Dessa forma, a governança corporativa para as startups, se apresenta como uma ferramenta de gestão, ao criar regulamentos e políticas internas que possibilitam o acesso à Informações estratégicas clara e confiáveis para a tomada de decisão e o gerenciamento de risco com o fim de melhorar a administração da startup e propiciar um crescimento exponencial e escalonável. 

 

Escrito por:

 

Lucas Mantovani, Graduado em Direito pela Universidade Paulista – UNIP. Especializando em Direito da Tecnologia pela Pontifícia Universidade Católica de Minas Gerais – PUC/MG. Advogado atuante em demandas empresariais com foco em startups e scale-ups. Coordenador da Subcomissão de Especialidades da Comissão da Advocacia Jovem de Goiás – CAJ. Membro da Comissão de Direito Empresarial da OAB/GO.  Superintendente do Instituto de Estudos Avançados em Direito – IEAD. Membro do Clube Bastiat. Seu e-mail para contato é adv.lucasm@gmail.com e,

 

Anna Bastos, advogada, especializada em Compliance e Integridade Corporativa pela PUC-MG, associada ao Instituto de Estudos Avançados em Direito e vice coordenadora do Núcleo de Compliance. Seu e-mail para contato é juridico@annabastos.com.

 

REFERÊNCIAS

Governança Corporativa para startups & scale-ups. Instituto Brasileiro de Governança Corporativa. São Paulo, SP: IBGC, 2019. (Série IBGC Segmentos)

 

NOGUEIRA, Vanessa Silva; OLIVEIRA, Carlos Alberto Arruda de.

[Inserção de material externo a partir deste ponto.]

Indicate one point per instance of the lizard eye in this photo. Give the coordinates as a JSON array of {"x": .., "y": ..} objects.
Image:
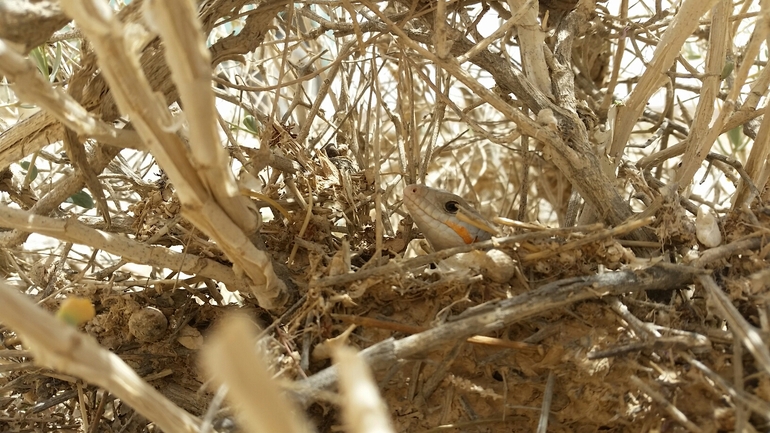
[{"x": 452, "y": 206}]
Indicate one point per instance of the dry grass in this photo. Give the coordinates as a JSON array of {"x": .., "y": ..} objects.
[{"x": 173, "y": 165}]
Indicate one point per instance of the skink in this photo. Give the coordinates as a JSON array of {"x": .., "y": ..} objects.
[{"x": 444, "y": 218}]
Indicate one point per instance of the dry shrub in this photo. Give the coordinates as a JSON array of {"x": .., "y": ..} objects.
[{"x": 172, "y": 163}]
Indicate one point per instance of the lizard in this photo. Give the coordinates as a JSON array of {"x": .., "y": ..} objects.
[{"x": 445, "y": 219}]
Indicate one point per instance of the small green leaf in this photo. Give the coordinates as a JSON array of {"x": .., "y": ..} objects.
[
  {"x": 727, "y": 69},
  {"x": 251, "y": 124},
  {"x": 82, "y": 199},
  {"x": 38, "y": 56}
]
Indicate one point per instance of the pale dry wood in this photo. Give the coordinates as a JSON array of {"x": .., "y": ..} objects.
[
  {"x": 669, "y": 46},
  {"x": 230, "y": 357},
  {"x": 153, "y": 121},
  {"x": 28, "y": 84},
  {"x": 190, "y": 64},
  {"x": 752, "y": 402},
  {"x": 577, "y": 161},
  {"x": 62, "y": 348},
  {"x": 71, "y": 230},
  {"x": 532, "y": 43},
  {"x": 756, "y": 163},
  {"x": 363, "y": 408},
  {"x": 672, "y": 410},
  {"x": 698, "y": 146},
  {"x": 63, "y": 188},
  {"x": 500, "y": 314}
]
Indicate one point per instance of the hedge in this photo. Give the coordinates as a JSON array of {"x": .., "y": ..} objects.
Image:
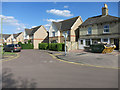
[
  {"x": 52, "y": 46},
  {"x": 26, "y": 46},
  {"x": 97, "y": 48},
  {"x": 43, "y": 46}
]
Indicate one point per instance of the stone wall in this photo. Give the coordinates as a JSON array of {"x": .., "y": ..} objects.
[{"x": 71, "y": 45}]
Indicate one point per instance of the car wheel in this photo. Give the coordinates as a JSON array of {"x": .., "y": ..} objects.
[{"x": 12, "y": 51}]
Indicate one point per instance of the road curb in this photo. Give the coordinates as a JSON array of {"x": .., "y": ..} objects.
[
  {"x": 4, "y": 60},
  {"x": 55, "y": 57}
]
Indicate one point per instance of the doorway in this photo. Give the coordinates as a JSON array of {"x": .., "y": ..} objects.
[{"x": 116, "y": 42}]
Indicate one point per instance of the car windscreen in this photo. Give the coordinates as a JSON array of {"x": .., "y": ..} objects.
[
  {"x": 17, "y": 45},
  {"x": 10, "y": 45}
]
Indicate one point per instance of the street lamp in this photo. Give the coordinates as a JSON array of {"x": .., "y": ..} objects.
[
  {"x": 65, "y": 34},
  {"x": 1, "y": 40}
]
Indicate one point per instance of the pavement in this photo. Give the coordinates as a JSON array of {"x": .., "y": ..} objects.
[
  {"x": 38, "y": 69},
  {"x": 109, "y": 60}
]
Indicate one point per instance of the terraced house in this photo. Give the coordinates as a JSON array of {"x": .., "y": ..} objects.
[
  {"x": 37, "y": 35},
  {"x": 4, "y": 40},
  {"x": 102, "y": 28},
  {"x": 70, "y": 25},
  {"x": 13, "y": 38}
]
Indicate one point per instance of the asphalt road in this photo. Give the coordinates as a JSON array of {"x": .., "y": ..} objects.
[{"x": 37, "y": 69}]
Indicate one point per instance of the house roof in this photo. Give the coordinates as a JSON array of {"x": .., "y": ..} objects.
[
  {"x": 28, "y": 31},
  {"x": 5, "y": 35},
  {"x": 35, "y": 29},
  {"x": 16, "y": 35},
  {"x": 99, "y": 19},
  {"x": 32, "y": 30},
  {"x": 66, "y": 24}
]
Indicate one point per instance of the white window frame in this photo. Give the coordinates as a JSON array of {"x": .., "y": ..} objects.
[
  {"x": 53, "y": 34},
  {"x": 106, "y": 29},
  {"x": 89, "y": 28}
]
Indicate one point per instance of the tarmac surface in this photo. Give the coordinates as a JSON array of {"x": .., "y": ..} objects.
[{"x": 38, "y": 69}]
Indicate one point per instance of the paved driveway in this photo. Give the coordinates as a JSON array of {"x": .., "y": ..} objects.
[{"x": 37, "y": 69}]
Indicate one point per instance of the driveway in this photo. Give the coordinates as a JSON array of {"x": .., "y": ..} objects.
[{"x": 37, "y": 69}]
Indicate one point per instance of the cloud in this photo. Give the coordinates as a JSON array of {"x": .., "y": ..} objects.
[
  {"x": 47, "y": 26},
  {"x": 65, "y": 13},
  {"x": 33, "y": 26},
  {"x": 55, "y": 20},
  {"x": 66, "y": 6},
  {"x": 11, "y": 21}
]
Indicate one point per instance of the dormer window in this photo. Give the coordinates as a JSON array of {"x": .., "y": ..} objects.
[
  {"x": 106, "y": 29},
  {"x": 53, "y": 34},
  {"x": 89, "y": 30}
]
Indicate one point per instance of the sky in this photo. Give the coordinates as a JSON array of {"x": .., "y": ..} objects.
[{"x": 20, "y": 15}]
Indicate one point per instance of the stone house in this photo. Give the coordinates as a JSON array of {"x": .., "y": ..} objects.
[
  {"x": 102, "y": 28},
  {"x": 13, "y": 38},
  {"x": 4, "y": 38},
  {"x": 37, "y": 35},
  {"x": 58, "y": 28}
]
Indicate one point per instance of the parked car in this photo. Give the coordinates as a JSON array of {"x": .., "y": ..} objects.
[{"x": 12, "y": 48}]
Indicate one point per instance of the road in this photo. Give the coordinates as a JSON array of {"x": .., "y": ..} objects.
[{"x": 37, "y": 69}]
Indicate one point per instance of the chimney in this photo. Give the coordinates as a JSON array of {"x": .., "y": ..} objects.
[{"x": 105, "y": 10}]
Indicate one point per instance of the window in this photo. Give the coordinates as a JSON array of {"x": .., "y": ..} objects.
[
  {"x": 105, "y": 40},
  {"x": 81, "y": 42},
  {"x": 53, "y": 34},
  {"x": 68, "y": 32},
  {"x": 89, "y": 30},
  {"x": 106, "y": 28},
  {"x": 87, "y": 42}
]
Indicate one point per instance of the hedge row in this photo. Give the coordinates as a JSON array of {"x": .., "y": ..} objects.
[
  {"x": 97, "y": 48},
  {"x": 52, "y": 46},
  {"x": 26, "y": 46},
  {"x": 43, "y": 46}
]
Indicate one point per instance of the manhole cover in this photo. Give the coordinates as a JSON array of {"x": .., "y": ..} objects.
[
  {"x": 99, "y": 58},
  {"x": 81, "y": 54}
]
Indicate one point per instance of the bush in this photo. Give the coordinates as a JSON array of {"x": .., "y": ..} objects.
[
  {"x": 27, "y": 46},
  {"x": 56, "y": 46},
  {"x": 43, "y": 46},
  {"x": 29, "y": 41},
  {"x": 4, "y": 44},
  {"x": 52, "y": 46},
  {"x": 97, "y": 48},
  {"x": 20, "y": 43}
]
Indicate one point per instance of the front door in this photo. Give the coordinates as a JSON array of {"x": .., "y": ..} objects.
[{"x": 116, "y": 42}]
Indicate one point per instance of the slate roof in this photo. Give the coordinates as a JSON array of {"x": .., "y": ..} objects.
[
  {"x": 66, "y": 24},
  {"x": 32, "y": 30},
  {"x": 28, "y": 31},
  {"x": 5, "y": 35},
  {"x": 99, "y": 19}
]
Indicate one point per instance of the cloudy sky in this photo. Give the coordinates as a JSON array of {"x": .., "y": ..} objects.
[{"x": 19, "y": 15}]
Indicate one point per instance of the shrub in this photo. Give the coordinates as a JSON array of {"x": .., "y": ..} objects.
[
  {"x": 29, "y": 41},
  {"x": 52, "y": 46},
  {"x": 97, "y": 48},
  {"x": 27, "y": 46},
  {"x": 56, "y": 46},
  {"x": 20, "y": 43},
  {"x": 43, "y": 46},
  {"x": 4, "y": 44}
]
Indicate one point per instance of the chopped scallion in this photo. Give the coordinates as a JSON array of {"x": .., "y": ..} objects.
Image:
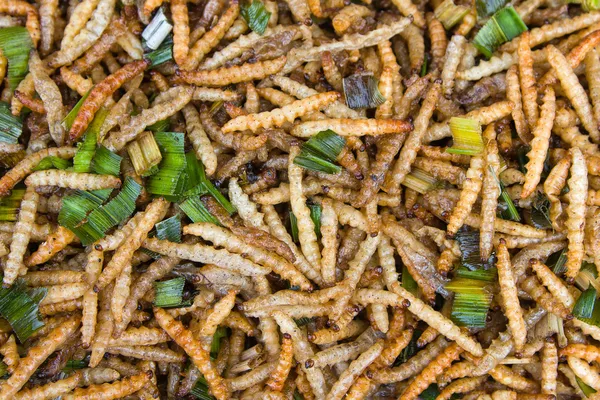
[
  {"x": 466, "y": 137},
  {"x": 169, "y": 293},
  {"x": 16, "y": 44},
  {"x": 502, "y": 27},
  {"x": 21, "y": 309},
  {"x": 449, "y": 14},
  {"x": 420, "y": 181},
  {"x": 362, "y": 91},
  {"x": 11, "y": 127},
  {"x": 169, "y": 229},
  {"x": 256, "y": 16}
]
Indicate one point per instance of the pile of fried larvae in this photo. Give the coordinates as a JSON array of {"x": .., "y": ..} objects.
[{"x": 354, "y": 301}]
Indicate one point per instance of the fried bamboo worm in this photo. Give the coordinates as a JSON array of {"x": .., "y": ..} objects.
[
  {"x": 575, "y": 222},
  {"x": 408, "y": 153},
  {"x": 21, "y": 235},
  {"x": 201, "y": 358},
  {"x": 37, "y": 355}
]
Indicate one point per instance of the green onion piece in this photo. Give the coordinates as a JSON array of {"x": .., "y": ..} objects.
[
  {"x": 315, "y": 215},
  {"x": 159, "y": 126},
  {"x": 52, "y": 162},
  {"x": 256, "y": 16},
  {"x": 557, "y": 262},
  {"x": 420, "y": 181},
  {"x": 487, "y": 275},
  {"x": 67, "y": 122},
  {"x": 16, "y": 44},
  {"x": 170, "y": 229},
  {"x": 166, "y": 181},
  {"x": 105, "y": 162},
  {"x": 21, "y": 309},
  {"x": 215, "y": 345},
  {"x": 196, "y": 211},
  {"x": 101, "y": 219},
  {"x": 85, "y": 152},
  {"x": 362, "y": 91},
  {"x": 410, "y": 350},
  {"x": 584, "y": 307},
  {"x": 169, "y": 293},
  {"x": 503, "y": 27},
  {"x": 200, "y": 390},
  {"x": 76, "y": 207},
  {"x": 466, "y": 137},
  {"x": 485, "y": 8},
  {"x": 198, "y": 183},
  {"x": 449, "y": 14},
  {"x": 320, "y": 152},
  {"x": 11, "y": 127},
  {"x": 540, "y": 212},
  {"x": 10, "y": 205},
  {"x": 468, "y": 242},
  {"x": 161, "y": 55},
  {"x": 294, "y": 227},
  {"x": 408, "y": 282},
  {"x": 73, "y": 365},
  {"x": 144, "y": 154},
  {"x": 587, "y": 390}
]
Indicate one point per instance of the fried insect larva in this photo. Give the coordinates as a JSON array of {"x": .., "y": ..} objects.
[
  {"x": 352, "y": 276},
  {"x": 153, "y": 213},
  {"x": 181, "y": 31},
  {"x": 549, "y": 363},
  {"x": 246, "y": 208},
  {"x": 11, "y": 354},
  {"x": 539, "y": 144},
  {"x": 50, "y": 390},
  {"x": 278, "y": 230},
  {"x": 278, "y": 117},
  {"x": 36, "y": 355},
  {"x": 438, "y": 321},
  {"x": 20, "y": 237},
  {"x": 357, "y": 367},
  {"x": 173, "y": 100},
  {"x": 552, "y": 282},
  {"x": 454, "y": 53},
  {"x": 575, "y": 222},
  {"x": 72, "y": 180},
  {"x": 68, "y": 291},
  {"x": 435, "y": 368},
  {"x": 116, "y": 390},
  {"x": 86, "y": 37},
  {"x": 306, "y": 228},
  {"x": 201, "y": 358},
  {"x": 56, "y": 242},
  {"x": 22, "y": 8},
  {"x": 79, "y": 17},
  {"x": 513, "y": 94},
  {"x": 510, "y": 299},
  {"x": 234, "y": 74},
  {"x": 302, "y": 352},
  {"x": 211, "y": 38},
  {"x": 352, "y": 127},
  {"x": 329, "y": 232},
  {"x": 587, "y": 373},
  {"x": 207, "y": 255},
  {"x": 527, "y": 80},
  {"x": 573, "y": 90},
  {"x": 100, "y": 93},
  {"x": 277, "y": 380},
  {"x": 408, "y": 153},
  {"x": 75, "y": 81}
]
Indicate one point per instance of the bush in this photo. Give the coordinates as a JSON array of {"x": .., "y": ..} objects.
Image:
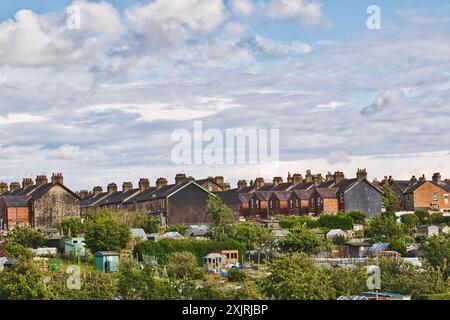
[
  {"x": 162, "y": 249},
  {"x": 236, "y": 275},
  {"x": 339, "y": 221}
]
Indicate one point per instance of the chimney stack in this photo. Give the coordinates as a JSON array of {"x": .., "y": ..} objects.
[
  {"x": 57, "y": 178},
  {"x": 242, "y": 184},
  {"x": 180, "y": 178},
  {"x": 338, "y": 177},
  {"x": 160, "y": 183},
  {"x": 14, "y": 186},
  {"x": 329, "y": 176},
  {"x": 361, "y": 174},
  {"x": 26, "y": 182},
  {"x": 127, "y": 186},
  {"x": 144, "y": 184},
  {"x": 309, "y": 177},
  {"x": 437, "y": 178},
  {"x": 3, "y": 187},
  {"x": 112, "y": 188},
  {"x": 97, "y": 190},
  {"x": 277, "y": 180},
  {"x": 297, "y": 178},
  {"x": 41, "y": 180},
  {"x": 259, "y": 182}
]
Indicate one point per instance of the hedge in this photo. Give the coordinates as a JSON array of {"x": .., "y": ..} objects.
[{"x": 163, "y": 248}]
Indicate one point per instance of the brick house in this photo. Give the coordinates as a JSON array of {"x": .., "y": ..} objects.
[
  {"x": 14, "y": 210},
  {"x": 428, "y": 195}
]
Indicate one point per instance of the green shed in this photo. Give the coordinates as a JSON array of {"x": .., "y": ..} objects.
[{"x": 107, "y": 261}]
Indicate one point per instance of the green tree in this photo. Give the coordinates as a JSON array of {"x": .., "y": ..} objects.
[
  {"x": 70, "y": 226},
  {"x": 23, "y": 281},
  {"x": 222, "y": 226},
  {"x": 105, "y": 232},
  {"x": 252, "y": 235},
  {"x": 389, "y": 198},
  {"x": 383, "y": 227},
  {"x": 182, "y": 265},
  {"x": 297, "y": 278},
  {"x": 401, "y": 277},
  {"x": 301, "y": 240},
  {"x": 437, "y": 253},
  {"x": 27, "y": 237}
]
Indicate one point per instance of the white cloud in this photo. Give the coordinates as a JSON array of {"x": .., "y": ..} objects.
[
  {"x": 13, "y": 118},
  {"x": 308, "y": 12},
  {"x": 242, "y": 7}
]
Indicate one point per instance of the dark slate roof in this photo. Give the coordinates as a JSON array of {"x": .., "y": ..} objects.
[
  {"x": 303, "y": 185},
  {"x": 229, "y": 197},
  {"x": 263, "y": 195},
  {"x": 402, "y": 185},
  {"x": 92, "y": 200},
  {"x": 327, "y": 192},
  {"x": 15, "y": 201},
  {"x": 304, "y": 194},
  {"x": 325, "y": 184},
  {"x": 282, "y": 195},
  {"x": 118, "y": 197},
  {"x": 413, "y": 187},
  {"x": 283, "y": 186},
  {"x": 247, "y": 189}
]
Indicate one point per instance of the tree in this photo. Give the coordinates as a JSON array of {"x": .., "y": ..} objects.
[
  {"x": 338, "y": 221},
  {"x": 389, "y": 198},
  {"x": 297, "y": 278},
  {"x": 27, "y": 237},
  {"x": 301, "y": 240},
  {"x": 357, "y": 217},
  {"x": 383, "y": 227},
  {"x": 105, "y": 232},
  {"x": 70, "y": 226},
  {"x": 437, "y": 253},
  {"x": 252, "y": 235},
  {"x": 23, "y": 281},
  {"x": 182, "y": 265},
  {"x": 222, "y": 226},
  {"x": 401, "y": 277}
]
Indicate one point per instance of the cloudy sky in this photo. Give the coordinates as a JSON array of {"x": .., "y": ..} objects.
[{"x": 100, "y": 103}]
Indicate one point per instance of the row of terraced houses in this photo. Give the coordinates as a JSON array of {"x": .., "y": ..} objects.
[{"x": 42, "y": 203}]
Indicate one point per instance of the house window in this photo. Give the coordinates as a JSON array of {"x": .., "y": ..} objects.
[{"x": 435, "y": 196}]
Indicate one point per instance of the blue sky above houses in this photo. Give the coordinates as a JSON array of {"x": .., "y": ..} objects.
[{"x": 100, "y": 103}]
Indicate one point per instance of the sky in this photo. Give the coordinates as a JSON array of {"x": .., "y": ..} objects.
[{"x": 99, "y": 103}]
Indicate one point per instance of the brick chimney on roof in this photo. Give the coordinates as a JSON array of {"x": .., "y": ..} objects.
[
  {"x": 127, "y": 186},
  {"x": 329, "y": 176},
  {"x": 26, "y": 182},
  {"x": 297, "y": 178},
  {"x": 112, "y": 188},
  {"x": 41, "y": 180},
  {"x": 161, "y": 183},
  {"x": 144, "y": 184},
  {"x": 14, "y": 186},
  {"x": 242, "y": 184},
  {"x": 57, "y": 178},
  {"x": 437, "y": 178},
  {"x": 3, "y": 187},
  {"x": 309, "y": 177},
  {"x": 338, "y": 177},
  {"x": 361, "y": 174},
  {"x": 259, "y": 182},
  {"x": 277, "y": 180},
  {"x": 180, "y": 178},
  {"x": 97, "y": 190}
]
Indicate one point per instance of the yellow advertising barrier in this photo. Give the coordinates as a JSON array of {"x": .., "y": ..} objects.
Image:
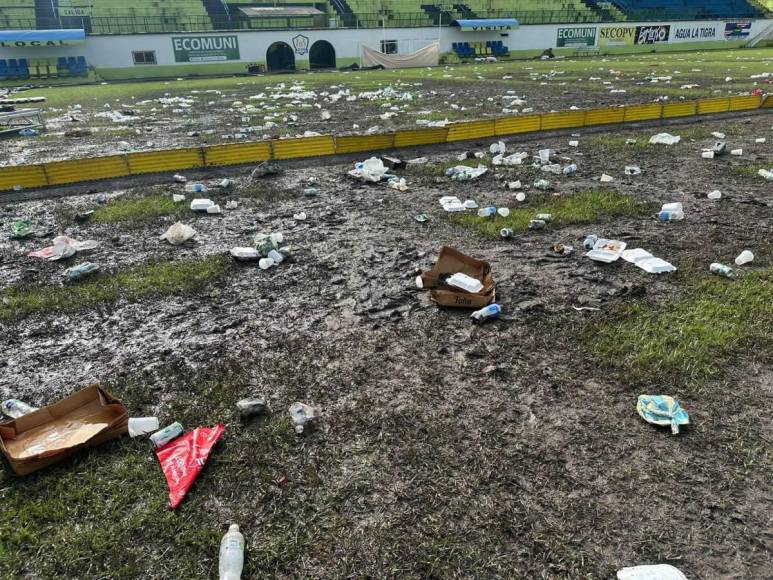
[
  {"x": 237, "y": 153},
  {"x": 470, "y": 130},
  {"x": 359, "y": 143},
  {"x": 715, "y": 105},
  {"x": 171, "y": 160},
  {"x": 421, "y": 137},
  {"x": 604, "y": 116},
  {"x": 304, "y": 147},
  {"x": 746, "y": 103},
  {"x": 515, "y": 125},
  {"x": 22, "y": 175},
  {"x": 75, "y": 170},
  {"x": 648, "y": 112},
  {"x": 566, "y": 120},
  {"x": 673, "y": 110}
]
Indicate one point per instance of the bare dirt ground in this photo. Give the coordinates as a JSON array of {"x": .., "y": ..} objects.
[{"x": 444, "y": 450}]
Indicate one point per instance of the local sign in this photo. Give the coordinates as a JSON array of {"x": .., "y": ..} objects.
[{"x": 209, "y": 48}]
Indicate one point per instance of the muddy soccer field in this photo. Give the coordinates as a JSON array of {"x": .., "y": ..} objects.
[{"x": 443, "y": 449}]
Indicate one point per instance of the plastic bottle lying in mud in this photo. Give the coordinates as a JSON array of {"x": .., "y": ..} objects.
[
  {"x": 489, "y": 312},
  {"x": 14, "y": 408},
  {"x": 231, "y": 554},
  {"x": 722, "y": 270}
]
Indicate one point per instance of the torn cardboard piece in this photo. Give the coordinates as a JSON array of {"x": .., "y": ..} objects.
[
  {"x": 86, "y": 418},
  {"x": 451, "y": 261}
]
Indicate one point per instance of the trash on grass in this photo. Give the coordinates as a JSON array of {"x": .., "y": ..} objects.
[
  {"x": 142, "y": 426},
  {"x": 178, "y": 234},
  {"x": 662, "y": 410},
  {"x": 183, "y": 458},
  {"x": 302, "y": 415},
  {"x": 451, "y": 262},
  {"x": 86, "y": 418}
]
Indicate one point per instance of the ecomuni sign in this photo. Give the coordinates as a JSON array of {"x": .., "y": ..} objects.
[{"x": 206, "y": 48}]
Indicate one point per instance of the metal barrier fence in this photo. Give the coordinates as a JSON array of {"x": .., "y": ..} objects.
[
  {"x": 80, "y": 170},
  {"x": 433, "y": 16}
]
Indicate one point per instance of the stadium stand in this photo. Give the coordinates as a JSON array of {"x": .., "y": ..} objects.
[{"x": 119, "y": 16}]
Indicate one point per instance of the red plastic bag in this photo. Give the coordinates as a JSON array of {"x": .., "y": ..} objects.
[{"x": 182, "y": 459}]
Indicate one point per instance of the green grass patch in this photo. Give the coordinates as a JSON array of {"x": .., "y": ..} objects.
[
  {"x": 582, "y": 208},
  {"x": 691, "y": 337},
  {"x": 160, "y": 279},
  {"x": 137, "y": 209}
]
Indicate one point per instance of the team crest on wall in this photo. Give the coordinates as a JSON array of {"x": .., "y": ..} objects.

Nova Lima, DOM: v.9, n. 25, p. 26-33, nov./fev. 2014/2015.

 

SOUZA, Thaís Soares de. A aplicação de práticas de governança na gestão de startups. Revista de Direito das Startups. ed.1, v.1, p. 51-66, jan/2019.

 

[1] “O bootstrapping possibilita que empresas em seu estágio inicial possam buscar oportunidades, mesmo não possuindo recursos consideráveis, tampouco mobilizando valores exorbitantes junto a financiadores externos”. Adrianna Hilsdorf em “A importância do memorando de entendimentos (ME) para a constituição de uma startup”, publicado na Revista Direito das Startups em janeiro de 2019.